When it comes to paying for care, families are often confused about which program pays for what services. Both Medicare and Medicaid may cover different aspects of a single person’s care, and it’s important to understand the role of each program.

 What is Medicare?

Medicare is health insurance for people 65 or older, certain people with disabilities under 65, and any person with End-Stage Renal Disease. Medicare provides: hospital insurance (part A), medical insurance (part B), and prescription drug coverage (part D). Medicare recipients can have either traditional Medicare and a supplement, or they can participate in a Medicare Advantage plan (Part C), which is administered through a Medicare-approved private insurance company that provides all of the Part A, Part B, and Part D services for one cost. The choice of which type you want is a complicated one that can have long-lasting effects. The primary thing to remember about Medicare is that it is limited in terms of what long-term care it will pay for. Medicare only pays for skilled nursing care, otherwise known as rehab. When you stop progressing in rehab and then need long-term care, Medicare stops paying. Medicaid then becomes your option.

What is Medicaid?

Medicaid is a program funded by the Federal and State governments that pays for medical costs for certain low-income families and persons needing long-term care. In Tennessee, this program is called TennCare, and the branch of TennCare that pays for long-term care is called CHOICES. CHOICES pays for care in nursing homes, assisted living facilities, and private residences. The specifics of each program are slightly different, but eligibility for all is the same: there must be evidence to show that the person needs a nursing home level of care, and they must qualify financially.

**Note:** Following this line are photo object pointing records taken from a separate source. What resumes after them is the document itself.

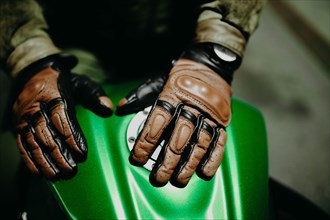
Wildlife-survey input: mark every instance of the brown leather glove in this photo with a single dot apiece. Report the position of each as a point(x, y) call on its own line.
point(49, 137)
point(190, 115)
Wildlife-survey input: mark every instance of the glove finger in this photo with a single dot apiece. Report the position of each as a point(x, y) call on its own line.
point(212, 160)
point(153, 133)
point(193, 154)
point(91, 95)
point(66, 125)
point(141, 97)
point(41, 159)
point(58, 150)
point(26, 154)
point(169, 158)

What happens if you have both Medicaid and Medicare? 

If you have both Medicare and Medicaid, you are in a unique status called “Dual Eligible.” This means that Medicare and Medicaid cost share your medical expenses so that out-of-pocket costs should be minimal for you. Medicare is still the primary insurance, but Medicaid will cover things that Medicare does not cover at all or only covers partially.

For help assessing your Medicare and Medicaid eligibility and making important decisions about which types of Medicare to claim, talk with a qualified attorney who is familiar with both programs.  They can advise you about the long-term consequences of your decisions and help you to choose the plans that will best meet your needs, avoiding missteps along the way.  Wise decisions up front can represent huge savings for yourself and your family over time and help you steer clear of a care crisis.